もちろん、各部署の主任となっている先生が他の分掌の部員になることもあります。また、学校教育法施行規則などの法令等によって「この主任、主事を置くこと」とされているものがあります。
「総務、教務、生徒指導、特別活動、進路指導、保健、図書視聴覚、情報、研修、担任(学年部)、部活動」の分掌があるとして考えます。
(高校の場合)仮に学年部や部活動を考慮しない9分掌で考えた場合、一つの分掌に3~5人が配置されます。そのうちの一人が主任クラスになります。それに加えて、担任(学年部)は12クラスあれば12名の担任、3人の学年主任が必須になります。また、部活動顧問となればそれに加わります。複数顧問制とうたっている場合、もれなく顧問になることがほとんどでしょう。

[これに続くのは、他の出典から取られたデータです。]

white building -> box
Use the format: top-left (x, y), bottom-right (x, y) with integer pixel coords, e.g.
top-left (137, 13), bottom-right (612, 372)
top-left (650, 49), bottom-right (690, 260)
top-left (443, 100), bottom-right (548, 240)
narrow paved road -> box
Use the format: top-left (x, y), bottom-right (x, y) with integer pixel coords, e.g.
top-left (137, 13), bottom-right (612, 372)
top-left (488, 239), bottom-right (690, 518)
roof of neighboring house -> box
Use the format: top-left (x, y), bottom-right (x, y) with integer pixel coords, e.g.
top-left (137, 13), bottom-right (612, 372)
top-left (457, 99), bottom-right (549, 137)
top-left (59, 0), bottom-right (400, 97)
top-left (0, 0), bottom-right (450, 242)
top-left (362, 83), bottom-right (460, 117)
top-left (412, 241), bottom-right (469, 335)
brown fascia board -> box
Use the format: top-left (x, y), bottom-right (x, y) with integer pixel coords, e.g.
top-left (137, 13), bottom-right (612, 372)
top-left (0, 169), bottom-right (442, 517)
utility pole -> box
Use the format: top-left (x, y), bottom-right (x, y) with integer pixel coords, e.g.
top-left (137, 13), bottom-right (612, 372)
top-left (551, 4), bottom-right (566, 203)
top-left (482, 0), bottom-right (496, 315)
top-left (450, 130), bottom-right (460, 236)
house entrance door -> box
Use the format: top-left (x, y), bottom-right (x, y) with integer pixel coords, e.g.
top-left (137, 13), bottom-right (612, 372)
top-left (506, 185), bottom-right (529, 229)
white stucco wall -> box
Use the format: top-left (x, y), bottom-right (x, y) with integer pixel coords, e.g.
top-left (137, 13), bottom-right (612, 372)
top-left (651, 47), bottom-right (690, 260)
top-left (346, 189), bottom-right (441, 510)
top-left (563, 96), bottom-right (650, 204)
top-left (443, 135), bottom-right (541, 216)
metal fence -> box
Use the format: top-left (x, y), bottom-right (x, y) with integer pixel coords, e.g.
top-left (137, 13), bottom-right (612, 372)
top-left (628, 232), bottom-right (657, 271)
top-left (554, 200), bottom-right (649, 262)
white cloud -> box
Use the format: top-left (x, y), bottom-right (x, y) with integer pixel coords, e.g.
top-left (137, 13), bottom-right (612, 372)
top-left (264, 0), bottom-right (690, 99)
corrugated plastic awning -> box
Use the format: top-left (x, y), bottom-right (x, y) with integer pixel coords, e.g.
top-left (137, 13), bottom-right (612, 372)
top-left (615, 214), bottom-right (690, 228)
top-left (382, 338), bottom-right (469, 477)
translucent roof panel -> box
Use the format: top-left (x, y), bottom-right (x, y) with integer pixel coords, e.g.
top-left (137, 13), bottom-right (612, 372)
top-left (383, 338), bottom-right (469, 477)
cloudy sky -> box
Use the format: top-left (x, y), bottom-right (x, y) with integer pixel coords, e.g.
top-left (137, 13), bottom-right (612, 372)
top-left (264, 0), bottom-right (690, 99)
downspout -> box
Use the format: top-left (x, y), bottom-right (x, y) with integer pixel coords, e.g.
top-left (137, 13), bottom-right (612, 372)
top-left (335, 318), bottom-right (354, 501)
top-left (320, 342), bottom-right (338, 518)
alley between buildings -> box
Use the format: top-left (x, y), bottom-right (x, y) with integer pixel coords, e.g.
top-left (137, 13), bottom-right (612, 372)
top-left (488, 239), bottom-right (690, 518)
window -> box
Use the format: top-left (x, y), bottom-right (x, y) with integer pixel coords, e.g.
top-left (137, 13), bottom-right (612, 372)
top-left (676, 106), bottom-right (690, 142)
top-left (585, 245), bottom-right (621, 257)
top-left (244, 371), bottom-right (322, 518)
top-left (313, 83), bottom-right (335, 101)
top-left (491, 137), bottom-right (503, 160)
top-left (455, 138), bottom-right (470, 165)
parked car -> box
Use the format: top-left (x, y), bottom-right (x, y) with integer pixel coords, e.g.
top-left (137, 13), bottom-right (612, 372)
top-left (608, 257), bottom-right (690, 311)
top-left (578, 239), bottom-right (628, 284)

分掌の数やそれぞれの人数などは学校によって大きく異なりますので一概には言えませんが、学校の校務分掌は「複数分掌を兼ねることが通常である」と考えてよいです。
総合職が多い日本の行政職の方が複数年かけて色んな部署をまわり経験(ジョブローテーション)することを、学校では1年の中で複数部署を経験することになる、という見方もできます。
5 記事にある懸念
文科省が言う「生徒指導担当教員」や今回の学校安全を担当する教員を新たな職として任用した場合、記事内でも指摘されていますが、十中八九、「今いる教職員数内で割り振る」ことが考えられます。
とはいえ、この学校安全の中核を担う教職員の新たな職について、「過度な負担にならないよう留意した上で役割を分担し、校内組織体制の整備・充実を図る」とわざわざ記載していますが、それが実行されるかどうかはかなり疑わしいと思います。現実的にこれができる学校があるとすれば、十分な人員が配置されていると思います(学校規模の議論になると、統合云々になりますので苦しいところですが)。
現状は上記のような感じですが、教職員が協力してなんとかまわしているという状態です。とはいえ、それぞれの分掌を一人の教員がやらなければならない、ということではありませんので、そうした協力体制をつくることが重要です。どうしても「できるひと、やってくれるひと」が中心になることは否めませんが、それだけになってしまうと、将来的なことを考えたときに怖い面もあります。教職員は当然、人事異動がありますので、そうした人が抜けたときに「あれどうするんだっけ」が頻発しないようにしなければなりません。これは管理職にもいえることだと思います。